- Born: Richard George William Burrows 16 January 1946 (age 80)
- Education: Wesley College (Dublin)
- Occupation: Businessman
- Years active: 1967–present
- Title: Former chairman of British American Tobacco
- Term: 2009–2021
- Predecessor: Jan du Plessis
- Board member of: Rentokil Initial, CityJet, Carlsberg Group, Pernod Ricard

= Richard Burrows =

Irish businessman

Richard George William Burrows (born 16 January 1946) is an Irish businessman. He is the chairman of British American Tobacco plc (informally BAT), the world's largest tobacco company by sales, and former chief executive of Irish Distillers. In October 2016, Burrows became the chairman of Craven House Capital, an AIM-listed company that specializes in restructuring, expansion and turnaround investments in crisis and transitioning economics.

==Early life==
Burrows is a graduate of Wesley College (Dublin).

==Career==
Burrows joined accounting firm Stokes Brothers & Pim (which later became part of KPMG) at the age of 17 as a trainee accountant. Burrows was seconded to Irish Distillers to assist in a proposed merger with Waterford Glass, P.J. Carroll & Co. and the Irish Glass Bottle Company. In 1971 he joined Irish Distillers full-time and became its chief executive in 1978. Irish Distillers was acquired by Pernod-Ricard S.A. in 1988 and Burrows later became joint CEO of Pernod-Ricard.

Burrows became Governor (that is, chairman) of the Bank of Ireland in 2006, a post from which he resigned in June 2009.
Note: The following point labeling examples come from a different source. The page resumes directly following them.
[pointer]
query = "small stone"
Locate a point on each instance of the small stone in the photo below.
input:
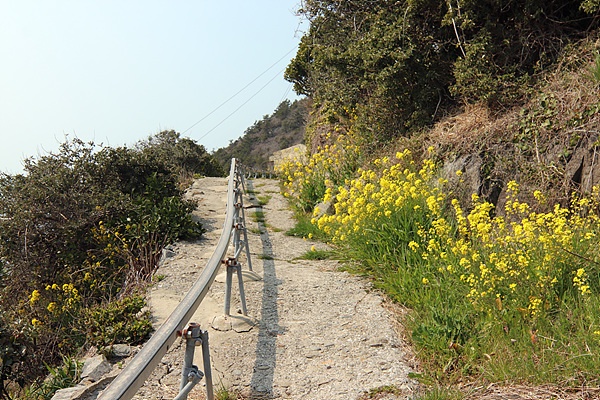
(120, 350)
(94, 368)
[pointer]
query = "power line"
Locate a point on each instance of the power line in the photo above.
(242, 105)
(238, 92)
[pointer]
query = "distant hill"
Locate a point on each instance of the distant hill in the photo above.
(282, 129)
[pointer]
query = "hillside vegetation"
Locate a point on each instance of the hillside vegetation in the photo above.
(81, 234)
(453, 158)
(284, 128)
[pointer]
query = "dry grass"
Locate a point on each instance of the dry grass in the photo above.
(521, 392)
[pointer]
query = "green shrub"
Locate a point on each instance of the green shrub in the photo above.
(80, 231)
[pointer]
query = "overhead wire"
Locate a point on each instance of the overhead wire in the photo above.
(242, 105)
(237, 93)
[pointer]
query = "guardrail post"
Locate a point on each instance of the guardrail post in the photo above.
(240, 225)
(191, 375)
(233, 265)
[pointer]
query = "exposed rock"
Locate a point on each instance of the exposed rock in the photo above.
(94, 368)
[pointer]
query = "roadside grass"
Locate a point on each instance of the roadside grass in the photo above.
(264, 200)
(316, 254)
(494, 299)
(304, 228)
(258, 216)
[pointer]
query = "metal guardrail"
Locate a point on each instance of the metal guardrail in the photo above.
(133, 376)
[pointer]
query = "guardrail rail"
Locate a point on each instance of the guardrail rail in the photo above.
(133, 376)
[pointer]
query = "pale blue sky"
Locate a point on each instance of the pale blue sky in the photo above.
(117, 71)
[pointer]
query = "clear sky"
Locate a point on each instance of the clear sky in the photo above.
(118, 71)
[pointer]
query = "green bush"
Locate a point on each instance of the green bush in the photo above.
(80, 231)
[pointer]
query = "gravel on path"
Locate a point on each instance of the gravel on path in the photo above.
(318, 333)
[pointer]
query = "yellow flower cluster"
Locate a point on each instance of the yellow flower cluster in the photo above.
(524, 261)
(312, 181)
(54, 303)
(373, 198)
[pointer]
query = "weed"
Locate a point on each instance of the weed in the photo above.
(315, 254)
(304, 228)
(595, 69)
(258, 216)
(61, 377)
(264, 200)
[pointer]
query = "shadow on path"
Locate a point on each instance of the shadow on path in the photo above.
(264, 367)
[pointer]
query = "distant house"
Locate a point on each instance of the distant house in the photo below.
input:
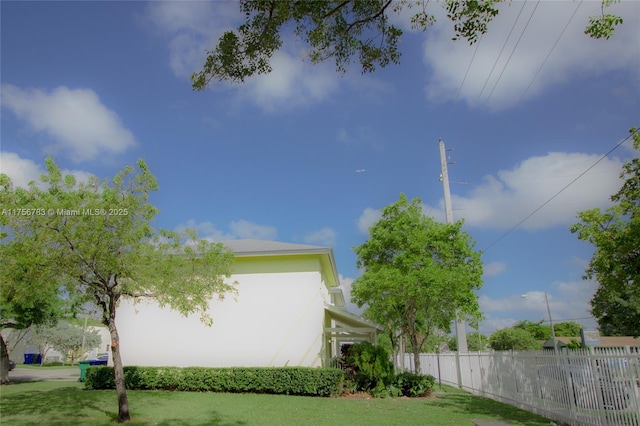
(609, 341)
(290, 311)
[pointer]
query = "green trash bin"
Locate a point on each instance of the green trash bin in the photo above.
(83, 370)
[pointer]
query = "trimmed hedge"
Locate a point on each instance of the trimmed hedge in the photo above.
(274, 380)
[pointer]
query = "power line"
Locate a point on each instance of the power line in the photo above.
(521, 99)
(557, 193)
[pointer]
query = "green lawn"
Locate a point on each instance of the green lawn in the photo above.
(57, 403)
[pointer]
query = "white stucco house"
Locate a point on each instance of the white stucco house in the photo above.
(289, 311)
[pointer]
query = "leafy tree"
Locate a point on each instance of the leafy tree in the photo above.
(476, 342)
(567, 329)
(536, 329)
(42, 337)
(342, 30)
(417, 273)
(574, 344)
(615, 234)
(94, 240)
(29, 296)
(515, 339)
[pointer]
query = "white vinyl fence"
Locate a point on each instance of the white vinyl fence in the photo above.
(599, 387)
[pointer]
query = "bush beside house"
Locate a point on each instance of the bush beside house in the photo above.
(365, 368)
(303, 381)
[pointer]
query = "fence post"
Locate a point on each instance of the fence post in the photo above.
(630, 373)
(458, 370)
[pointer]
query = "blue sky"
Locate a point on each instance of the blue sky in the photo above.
(527, 110)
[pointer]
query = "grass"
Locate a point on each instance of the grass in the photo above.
(68, 403)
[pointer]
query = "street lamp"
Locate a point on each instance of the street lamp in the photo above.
(553, 333)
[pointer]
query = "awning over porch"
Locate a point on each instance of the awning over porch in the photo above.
(346, 325)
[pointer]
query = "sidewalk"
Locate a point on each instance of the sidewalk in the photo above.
(45, 374)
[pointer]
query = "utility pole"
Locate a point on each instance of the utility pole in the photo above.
(461, 332)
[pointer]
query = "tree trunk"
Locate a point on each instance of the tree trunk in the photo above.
(415, 347)
(118, 373)
(4, 362)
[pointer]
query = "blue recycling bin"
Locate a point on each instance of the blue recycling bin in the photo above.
(32, 358)
(83, 370)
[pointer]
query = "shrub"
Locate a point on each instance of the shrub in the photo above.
(414, 385)
(369, 367)
(277, 380)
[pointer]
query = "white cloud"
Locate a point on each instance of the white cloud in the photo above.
(292, 82)
(78, 122)
(494, 269)
(22, 170)
(246, 229)
(361, 135)
(501, 201)
(575, 56)
(239, 229)
(568, 301)
(325, 236)
(206, 230)
(368, 218)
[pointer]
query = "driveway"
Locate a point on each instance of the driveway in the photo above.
(70, 374)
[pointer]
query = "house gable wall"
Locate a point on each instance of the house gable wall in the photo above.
(276, 320)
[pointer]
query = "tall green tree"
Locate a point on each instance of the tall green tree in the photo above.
(567, 329)
(343, 30)
(477, 342)
(515, 339)
(538, 330)
(417, 273)
(28, 296)
(94, 239)
(615, 264)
Burrows joined the board of British American Tobacco plc as a non-executive director in September 2009 and became chairman on 1 November 2009. He stood down as chairman and retired from the board at the company's 28 April 2021 AGM, and was succeeded by Luc Jobin.

==Honours and awards==
In June 1996, he was made a Chevalier of the French Legion of Honour.